Après la conquête de Constantinople, en 1453, l’Empire Ottomane avait étendu sa domination dans la Méditerranée au point d’attaquer l’ile de Chypre, possession vénitienne,  qui capitula en aout 1571. Au mois de mai de la même année, le Pape Pie V fonde la Sainte-Ligue, en rassemblant les puissances ennemies de Gênes et Venise, l’Espagne de Philippe II et d’autres puissances mineures. La Sainte-Ligue déclare guerre aux Turcs et le 7 octobre 1571 la flotte Chrétienne triomphe en anéantissant la flotte turque dans l’historique bataille de Lépante, bloquant momentanément leur avancée vers l’Occident. La série de tapisseries fut commissionnée par Giovanni Andrea I Doria, neveu et successeur d’Andrea qui participa à la bataille de Lépante comme commandant de l’“aile droite” de la formation catholique. Les ébauches des scènes centrales de la bataille furent réalisées par Lazzaro Calvi tandis que les ébauches des figures allégoriques et des cadres furent réalisées par Luca Cambiaso. Les cartons préparatoires que l’on peut admirer dans la Salle de la Charité Romaine,  furent envoyés à Bruxelles pour le tissage et les tapisseries finies furent remises à la famille Doria en 1591. Les scènes de bataille sont entourées par de faux cadres architectoniques formés d’un soubassement avec une inscription et des colonnes sur lesquelles sont appuyées des figures féminines qui symbolisent les vertus indispensables pour obtenir la victoire et la célébrité. Toutes les tapisseries sont dominées au centre de la partie supérieure par l’aigle héraldique des Doria. Les épisodes sont rangés dans le sens des aiguilles d’une montre; la séquence commence sur le mur opposé à la cheminée avec Le départ de Messine de la flotte chrétienne suivi par la Navigation le long des cotes de la Calabre, le Déploiement des flottes, La bataille, La victoire chrétienne et la fuite des sept galées turques subsistantes, pour terminer avec Le retour à Corfou. La série comprend aussi deux  “cloisons”, des éléments longs et étroits qu’on plaçait entre les fenêtres avec les représentations allégoriques de Venise et Rome.


Le départ de la flotte chrétienne de Messine

La flotte chrétienne, après la résolution de quelques problèmes de concentration de troupes, part de Messine à la fin de l’été de 1571 sous la conduite de Don Juan d’Autriche, enfant naturel de l’Empereur Charles V. Parmi les nombreuses enseignes chrétiennes décrites dans la tapisserie, on distingue en bas à gauche la Capitana nova de Giovanni Andrea I Doria,reconnaissable dans toutes les illustrations et caractérisée par la présence sur l’arrière du feu en forme de globe céleste, cadeau de sa femme Zenobia. La représentation de la scène principale est flanquée à gauche par l’allégorie de la Concorde identifiée par les attributs iconographiques du caducée et de la lyre et à droite par la Némésis, caractérisée par la présence d’un mètre et du frein offert par l’enfant.

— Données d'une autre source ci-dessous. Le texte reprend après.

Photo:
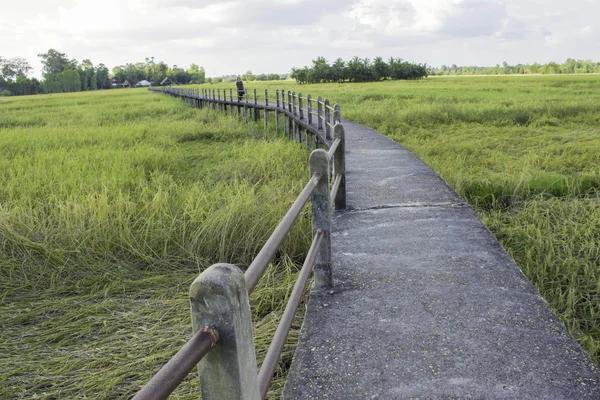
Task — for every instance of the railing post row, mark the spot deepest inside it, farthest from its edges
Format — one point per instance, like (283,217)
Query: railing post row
(339,167)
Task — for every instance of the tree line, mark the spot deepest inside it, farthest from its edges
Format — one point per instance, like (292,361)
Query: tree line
(570,66)
(358,70)
(61,74)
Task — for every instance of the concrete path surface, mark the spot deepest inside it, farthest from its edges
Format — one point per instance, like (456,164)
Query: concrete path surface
(426,304)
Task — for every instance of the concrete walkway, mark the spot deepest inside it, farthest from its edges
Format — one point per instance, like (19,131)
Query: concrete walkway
(426,304)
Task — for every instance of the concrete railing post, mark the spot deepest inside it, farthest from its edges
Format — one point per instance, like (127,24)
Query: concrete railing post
(255,108)
(327,120)
(309,107)
(277,111)
(289,118)
(246,104)
(319,113)
(219,299)
(321,217)
(337,115)
(339,166)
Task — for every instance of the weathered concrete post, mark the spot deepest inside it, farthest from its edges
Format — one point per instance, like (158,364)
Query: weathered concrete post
(246,104)
(309,107)
(290,119)
(327,120)
(266,116)
(255,109)
(321,217)
(337,115)
(319,113)
(339,166)
(277,112)
(295,125)
(219,299)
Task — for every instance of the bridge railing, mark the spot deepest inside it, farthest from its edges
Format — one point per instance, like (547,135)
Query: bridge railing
(223,343)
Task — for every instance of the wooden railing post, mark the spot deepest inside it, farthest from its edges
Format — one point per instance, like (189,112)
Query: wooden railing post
(219,299)
(327,120)
(339,166)
(321,217)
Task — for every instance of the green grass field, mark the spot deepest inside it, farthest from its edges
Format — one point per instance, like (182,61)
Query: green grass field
(524,151)
(110,204)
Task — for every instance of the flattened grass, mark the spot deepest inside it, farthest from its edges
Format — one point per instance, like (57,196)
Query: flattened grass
(524,151)
(111,203)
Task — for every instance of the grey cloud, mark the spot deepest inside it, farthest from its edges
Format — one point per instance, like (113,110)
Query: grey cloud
(473,18)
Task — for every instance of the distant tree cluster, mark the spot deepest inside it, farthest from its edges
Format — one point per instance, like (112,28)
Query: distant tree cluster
(248,77)
(156,72)
(13,77)
(358,70)
(570,66)
(61,74)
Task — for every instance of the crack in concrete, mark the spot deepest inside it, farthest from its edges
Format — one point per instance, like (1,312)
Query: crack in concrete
(388,206)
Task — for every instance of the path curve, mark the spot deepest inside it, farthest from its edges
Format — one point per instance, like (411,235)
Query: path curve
(426,303)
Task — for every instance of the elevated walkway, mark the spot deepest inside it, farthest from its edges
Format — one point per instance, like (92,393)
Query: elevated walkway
(427,304)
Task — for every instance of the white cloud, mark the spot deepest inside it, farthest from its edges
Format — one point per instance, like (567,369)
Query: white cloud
(231,36)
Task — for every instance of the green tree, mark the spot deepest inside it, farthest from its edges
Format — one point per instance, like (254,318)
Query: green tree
(55,62)
(14,67)
(380,69)
(197,74)
(86,70)
(102,81)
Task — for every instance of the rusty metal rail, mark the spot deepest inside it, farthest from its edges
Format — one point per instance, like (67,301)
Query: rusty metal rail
(179,366)
(219,296)
(269,364)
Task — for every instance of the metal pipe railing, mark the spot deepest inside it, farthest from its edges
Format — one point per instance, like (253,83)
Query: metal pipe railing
(179,366)
(335,187)
(232,372)
(266,254)
(333,147)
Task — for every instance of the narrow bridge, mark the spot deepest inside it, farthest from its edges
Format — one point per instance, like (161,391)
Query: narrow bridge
(425,303)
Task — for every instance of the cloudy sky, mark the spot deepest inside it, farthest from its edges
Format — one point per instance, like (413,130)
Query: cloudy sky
(231,36)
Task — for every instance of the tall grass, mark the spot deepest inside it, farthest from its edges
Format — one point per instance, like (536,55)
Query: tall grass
(111,203)
(524,151)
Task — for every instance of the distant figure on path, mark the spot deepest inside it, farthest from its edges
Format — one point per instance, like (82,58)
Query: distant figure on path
(240,86)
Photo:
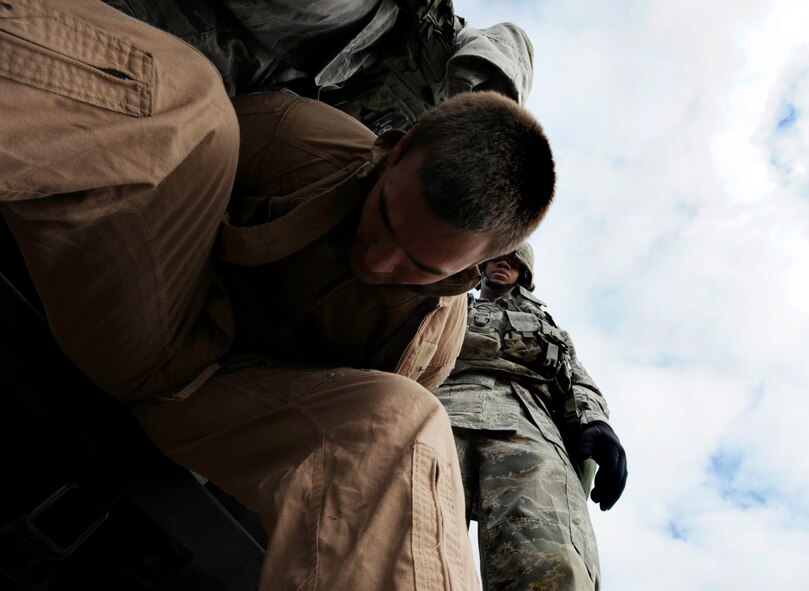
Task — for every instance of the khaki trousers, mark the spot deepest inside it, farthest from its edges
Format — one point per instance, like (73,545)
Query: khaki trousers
(118,152)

Navigation côtière en Calabre

La deuxième tapisserie représente l’avancée vers l’est de la flotte de la Sainte-Ligue à la recherche de l’affrontement avec la flotte turque. L’attention est portée sur le moment où les galères longent les cotes de la Calabre en direction de Corfou, l’ile au large de l’Epire qui était sous le contrôle de Venise. De Corfou - avec un peu de retard pour combattre une guerre dans la mer – les galères firent le dernier bond vers l’étranglement de Lépante, près des iles Curzolari, connues auparavant avec le nom d’Echinades, où elles affrontèrent l’armée turque. Les allégories choisie pour accompagner l’épisode sont: à gauche la Vigilancequi combine les attributs du coq, de la tête léonine et la grue; de l’autre coté la Fortune qui assure la domination sur la mer, une figure habillée en bleu avec le trident de Neptune et les cheveux ébouriffés  par le vent.

Le déploiement des flottes

Le matin de la bataille, les deux flottes rivales adoptent des déploiements tout à fait différents: les turques, à droite, adoptent une formation continue pour tenter de contourner l’ennemi; les chrétiens, à gauche, se divisent en quatre ailes. Au centre les galères commandées par Don Juan d’Autriche, à gauche les galéasses des vénitiens commandées par Agostino Barbarigo, à droite les navires de Giovanni Andrea I Doria; et enfin, dans l’arrière garde les galères de Don Alvaro Bazan. Entre les deux flottes, on distingue les silhouettes des galéasses vénitiennes, des navires caractérisés par une grande puissance de feu qui ont joué un rôle capital dans la bataille. L’Esperance et la Prudencesont représentées à coté de la description du début de la bataille: la première se distingue par un lis et une main serrant l’anguille enveloppée dans des feuilles du figuier (dans le  piédestal sous-jacent); la deuxième caractérisée par trois têtes d’animaux (loup, lion, et chien)  et une chouette.

La Bataille

L’affrontement fut très sanglant et les deux parties se battirent bravement. La victoire de la flotte chrétienne fut déterminée par une puissance de feu majeure. Les auteurs des ébauches saisirent de manière très efficace la confusion et la violence de la bataille dont le résultat  resta dans l’incertitude pour longtemps. Cette tapisserie contient les allégories de la Fortune,en équilibre sur une sphère et du Courage: on distingue la première de par le corne d’abondance et la barre;  et la deuxième par un squelette, une couronne et une branche de chêne.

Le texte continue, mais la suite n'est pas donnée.